Dal 21 al 24 novembre a Lucera si terranno le Mattinate Fai scuola. Quest’anno saranno interessate due location: il Circolo Unione 1860 in piazza Duomo dove Massimo Troisi giro il film “Le vie del signore sono finite”e la Cappella di San Bartolomeo sita in Via IV Novembre presso il Convitto Nazionale “Ruggiero Bonghi”. Il circolo situato in un palazzo del 1700 è nato un anno prima dell’unità d’Italia e custodisce molte opere rilevanti e tele di grande importanza come quella del De Mura.

“Ogni anno cerchiamo di preparare al meglio gli apprendisti ciceroni e ricerchiamo in biblioteca le migliori chicche culturali da far raccontare, oltre alla preziosissima storia che la città custodisce”, afferma Giuseppe Toziano del Gruppo Fai di Lucera.

“Durante un visita in Biblioteca per ricercare info aggiuntive mi sono imbattuto in un pezzo interessantissimo; di seguito un sunto dell’articolo scritto nel 1988 da Antonio Orsitto sul giornale il Centro, trovato in Biblioteca, dal titolo: Preziose reliquie della cappella del convitto nazionale “R. Bonghi”. gli occhiali di papa Celestino V.

Oltre a numerosi dipinti di ottima fattura della Scuola napoletana del primo Settecento di cui il Solimena fu caposcuola e Francesco De Mura, nella Cappella di S. Bartolomeo Apostolo annessa “R.Bonghi”, si trova custodito un prezioso reliquiario seicentesco di papa Celestino V.

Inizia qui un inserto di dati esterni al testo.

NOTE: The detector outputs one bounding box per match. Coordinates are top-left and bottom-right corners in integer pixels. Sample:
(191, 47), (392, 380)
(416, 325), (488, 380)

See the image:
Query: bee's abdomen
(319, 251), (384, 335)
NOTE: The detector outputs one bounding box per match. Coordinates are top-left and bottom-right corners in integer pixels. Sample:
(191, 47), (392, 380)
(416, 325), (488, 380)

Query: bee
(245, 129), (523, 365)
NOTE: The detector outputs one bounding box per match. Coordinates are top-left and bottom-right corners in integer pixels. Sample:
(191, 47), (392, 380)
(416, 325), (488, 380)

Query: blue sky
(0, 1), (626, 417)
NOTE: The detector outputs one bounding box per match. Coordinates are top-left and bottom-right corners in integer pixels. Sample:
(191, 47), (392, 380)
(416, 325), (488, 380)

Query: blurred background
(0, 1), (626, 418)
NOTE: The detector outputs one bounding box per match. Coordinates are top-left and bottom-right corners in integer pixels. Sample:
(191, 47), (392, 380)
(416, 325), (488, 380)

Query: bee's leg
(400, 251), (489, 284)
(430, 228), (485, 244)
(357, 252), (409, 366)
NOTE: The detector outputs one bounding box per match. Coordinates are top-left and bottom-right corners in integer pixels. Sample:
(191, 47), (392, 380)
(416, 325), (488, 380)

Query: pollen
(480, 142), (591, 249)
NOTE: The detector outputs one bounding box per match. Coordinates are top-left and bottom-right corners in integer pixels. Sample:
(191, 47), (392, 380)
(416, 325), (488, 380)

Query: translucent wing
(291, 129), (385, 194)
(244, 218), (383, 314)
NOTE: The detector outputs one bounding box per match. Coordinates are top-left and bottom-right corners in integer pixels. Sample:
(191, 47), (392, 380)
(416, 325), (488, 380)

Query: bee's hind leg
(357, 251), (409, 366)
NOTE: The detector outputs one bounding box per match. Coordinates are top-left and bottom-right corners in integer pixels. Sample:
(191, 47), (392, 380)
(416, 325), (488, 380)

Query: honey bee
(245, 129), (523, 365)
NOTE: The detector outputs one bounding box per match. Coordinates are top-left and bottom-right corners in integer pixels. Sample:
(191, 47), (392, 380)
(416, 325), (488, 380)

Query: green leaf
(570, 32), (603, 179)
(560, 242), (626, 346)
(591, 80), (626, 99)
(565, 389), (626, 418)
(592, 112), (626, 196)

La preziosa teca racchiude un paio di occhialetti a pinzetta, alcuni grani di rosario, un pezzetto di porpora cardinalizia e molto verosimilmente un pezzetto di pantofola. Non si conosce la storia di questa reliquia né quando fu affidata ai Celestini del Convento di Lucera. Per certo si sa che Papa Celestino V (Pietro Angeleri da Morrone), opposto “il gran rifiuto” al peso della podestà papale dopo circa quattro mesi di pontificato, non potendo continuare la sua vita di devozione nelle grotte di Morrone, fugge di nascosto inseguito, pare, dall’abate di Monte Cassino e dal camerlengo di Bonifacio VIII, il cardinale Benedetto Caetani, suo successore, e arriva in Puglia sulla  montagna del Gargano. Qui intorno al 1295 visita di nascosto la grotta del Santuario di S. Michele Arcangelo. Fermato a Vieste e consegnato a Carlo II, viene condotto ad Anagni dal nuovo pontefice il quale, temendo che di lui altri si servissero per provocare uno scisma, lo fece rinchiudere sotto sorveglianza nella torre del castello di Fumone presso Alatri, dove il vecchio eremita mori nel 1296. Circa l’origine della chiesa dedicata all’Apostolo S. Bartolomeo in Lucera si sa che risale al primo decennio del secolo XIV e fu edificata per ordine di Giovanni Pipino Giovanni da Barletta, maestro razionale della curia angioina, dopo che il 25 agosto del 1300 ebbe a sostenere vittorioso gli ultimi attacchi dei saraceni.  Una leggenda vuole che, lì dove il capo delle milizie angioine cadde dal cavallo e miracolosamente si alzò, ivi fece erigere la chiesa cui seguì la costruzione di un convento per i frati del lo Spirito Santo, detti anche Celestini perché seguaci della regola di papa Celestino V.  I Celestini vennero successivamente dotati e forniti di laute prebende e rimasero a Lucera fino al 1807″.

Toziano conclude: “Da questo articolo nascono varie domande: è vero che Lucera custodisce gli occhiali di papa Celestino V? Perché non esporre gli occhiali in un Museo? Gli storici, la Soprintendenza o chi di dovere possono approfondire? Non abbiamo la certezza, ma dare una notizia positiva è sempre un piacere, per noi e per le nuove generazioni, confermando che la biblioteca può essere ancora sede di nuove ed emozionanti scoperte, soprattutto se andiamo a visitarla”.